A shipment of beetle-infested stock food is in lock-up near Whangarei after being doused with methyl bromide.
The cargo of palm kernel expeller (PKE) from Indonesia was intercepted by Ministry of Primary Industries (MPI) staff at Northport before it could be unloaded and distributed, late in June.
The incident has alarmed Federated Farmers NZ.
Federated Farmers Arable Industry Group vice-Chairman (Seeds), David Clark described this latest incursion as "symptomatic of a fundamental failure in border security".
"Bio-security is our primary concern and we're seeing the cost of incursion after incursion."
The stock feed load arrived at Northport on June 28 on a ship which previously docked at Timaru.
The ministry said no insects were found during a routine inspection at Timaru.
But an inspection at NorthPort discovered two adult beetles of the genus Cryptamorpha.
New Zealand already has six to seven kinds of Cryptamorpha, but there was a chance the hitch-hiker was carnivorous, with potential to prey on small native invertebrates, the ministryI said.
"I would applaud MPI for finding the beetles in the shipment. However, we are becoming increasingly aware of bio-security incursions," Clark said.
"Federated Farmers will be working with MPI to try to understand how, given the importance of bio-security, this continues to occur.
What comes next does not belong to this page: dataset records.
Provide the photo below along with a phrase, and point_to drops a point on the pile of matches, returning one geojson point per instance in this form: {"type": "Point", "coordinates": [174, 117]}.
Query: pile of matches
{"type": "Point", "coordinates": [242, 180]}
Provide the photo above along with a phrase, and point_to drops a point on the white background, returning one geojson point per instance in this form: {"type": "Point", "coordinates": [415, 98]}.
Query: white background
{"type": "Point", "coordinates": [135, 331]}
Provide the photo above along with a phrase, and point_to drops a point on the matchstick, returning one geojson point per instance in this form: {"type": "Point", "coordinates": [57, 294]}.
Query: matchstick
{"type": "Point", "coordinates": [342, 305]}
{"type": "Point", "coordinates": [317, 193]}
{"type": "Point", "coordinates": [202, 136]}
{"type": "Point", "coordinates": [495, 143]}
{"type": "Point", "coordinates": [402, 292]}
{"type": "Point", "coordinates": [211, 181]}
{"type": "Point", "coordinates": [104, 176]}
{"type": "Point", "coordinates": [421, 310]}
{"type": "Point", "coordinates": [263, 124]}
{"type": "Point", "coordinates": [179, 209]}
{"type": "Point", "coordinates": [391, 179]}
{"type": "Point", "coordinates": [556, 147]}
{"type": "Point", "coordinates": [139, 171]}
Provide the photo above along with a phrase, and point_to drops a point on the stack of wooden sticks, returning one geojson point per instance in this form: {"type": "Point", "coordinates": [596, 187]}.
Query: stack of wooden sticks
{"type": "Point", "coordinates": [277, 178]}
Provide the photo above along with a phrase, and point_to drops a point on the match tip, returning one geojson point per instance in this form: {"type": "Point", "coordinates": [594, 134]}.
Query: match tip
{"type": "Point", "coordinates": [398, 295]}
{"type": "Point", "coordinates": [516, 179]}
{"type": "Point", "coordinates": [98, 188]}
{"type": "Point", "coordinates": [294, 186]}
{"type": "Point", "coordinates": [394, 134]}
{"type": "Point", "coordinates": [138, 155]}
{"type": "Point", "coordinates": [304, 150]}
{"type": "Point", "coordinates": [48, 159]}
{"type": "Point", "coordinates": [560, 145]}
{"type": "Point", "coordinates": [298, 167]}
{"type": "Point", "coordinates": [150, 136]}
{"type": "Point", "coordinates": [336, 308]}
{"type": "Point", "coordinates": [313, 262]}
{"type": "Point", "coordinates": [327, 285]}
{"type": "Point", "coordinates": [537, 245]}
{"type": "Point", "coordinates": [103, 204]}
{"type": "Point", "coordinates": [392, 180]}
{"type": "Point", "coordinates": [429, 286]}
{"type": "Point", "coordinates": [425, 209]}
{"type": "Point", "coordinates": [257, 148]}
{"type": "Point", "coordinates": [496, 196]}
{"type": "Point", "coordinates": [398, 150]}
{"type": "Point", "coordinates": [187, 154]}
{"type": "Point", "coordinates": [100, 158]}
"It is of particular concern to us that the ship has called at Timaru and there doesn't seem to have been any insects found.
"Was some of the product unloaded there, and were there undetected insects in that cargo?"
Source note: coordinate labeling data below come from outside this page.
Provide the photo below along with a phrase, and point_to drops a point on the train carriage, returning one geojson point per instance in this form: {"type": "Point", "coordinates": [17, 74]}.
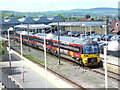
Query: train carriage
{"type": "Point", "coordinates": [86, 52]}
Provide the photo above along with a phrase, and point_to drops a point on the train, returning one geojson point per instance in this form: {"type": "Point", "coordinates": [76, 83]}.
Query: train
{"type": "Point", "coordinates": [85, 52]}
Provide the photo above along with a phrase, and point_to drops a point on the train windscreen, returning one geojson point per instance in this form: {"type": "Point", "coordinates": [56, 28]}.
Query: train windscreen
{"type": "Point", "coordinates": [90, 49]}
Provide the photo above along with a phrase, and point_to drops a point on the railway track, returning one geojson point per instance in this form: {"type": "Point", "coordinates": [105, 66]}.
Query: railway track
{"type": "Point", "coordinates": [55, 73]}
{"type": "Point", "coordinates": [77, 64]}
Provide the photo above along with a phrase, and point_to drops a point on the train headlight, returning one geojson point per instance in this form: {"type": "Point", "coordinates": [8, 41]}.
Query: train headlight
{"type": "Point", "coordinates": [86, 55]}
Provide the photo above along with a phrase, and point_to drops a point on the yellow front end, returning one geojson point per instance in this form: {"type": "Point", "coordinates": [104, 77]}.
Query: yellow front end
{"type": "Point", "coordinates": [90, 59]}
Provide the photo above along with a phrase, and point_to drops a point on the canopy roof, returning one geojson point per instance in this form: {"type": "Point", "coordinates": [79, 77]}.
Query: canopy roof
{"type": "Point", "coordinates": [32, 26]}
{"type": "Point", "coordinates": [79, 24]}
{"type": "Point", "coordinates": [43, 20]}
{"type": "Point", "coordinates": [2, 21]}
{"type": "Point", "coordinates": [57, 19]}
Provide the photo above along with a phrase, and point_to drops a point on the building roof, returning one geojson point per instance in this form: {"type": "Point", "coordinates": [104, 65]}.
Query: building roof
{"type": "Point", "coordinates": [32, 26]}
{"type": "Point", "coordinates": [13, 21]}
{"type": "Point", "coordinates": [78, 24]}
At Northport, the palm kernel expeller was taken from the ship by trucks to "MPI approved transitional facilities", a ministry spokeswoman said.
It would be taken to farms and fed to dairy cows.
"Once it is treated and meets biosecurity requirements, it is granted biosecurity clearance and is allowed to be distributed."
Northport spokesman Peter Heath said palm kernel expeller was imported under strict MPI controls but did not normally require fumigation in New Zealand.
Ships were checked by MPI as a matter of course to ensure there were no biosecurity issues.
Heath confirmed the shipment was being treated in batches by fumigation company Genera at a facility outside the port.
Palm kernel expeller was a mulchified byproduct of palm kernels after the oil was extracted.
The contaminated shipment was imported by Agrifeeds, a partially Fonterra-owned company.
A Fonterra spokeswoman told the Advocate palm kernel expeller shipments were treated at the country of origin or at sea, at least 21 days before arriving in New Zealand.
She said that information was on MPI's website.
However, Clark said it was a misunderstanding that PKE was heat-treated. He said the product got hot during processing, but that was not enough for bio-security reasons.
"Palm kernel expeller is not heat treated, that is the fundamental failing of the logic of the health standard."
The fibrous material became heated during the compression process, he said.
It was then sieved and transported to storage facilities, and, possibly some time later, loaded on to ships - "providing multiple different opportunities for that product to become contaminated".
MPI said live pests were found in palm kernel expeller bulk vessels "from time to time".
There have been several cases in past years of shipments being refused entry or requiring methyl bromide treatment once in New Zealand.
Cargoes have been found to be contaminated with insects, soil, weeds, seeds, pieces of machinery, parts of small animals and cigarette packets.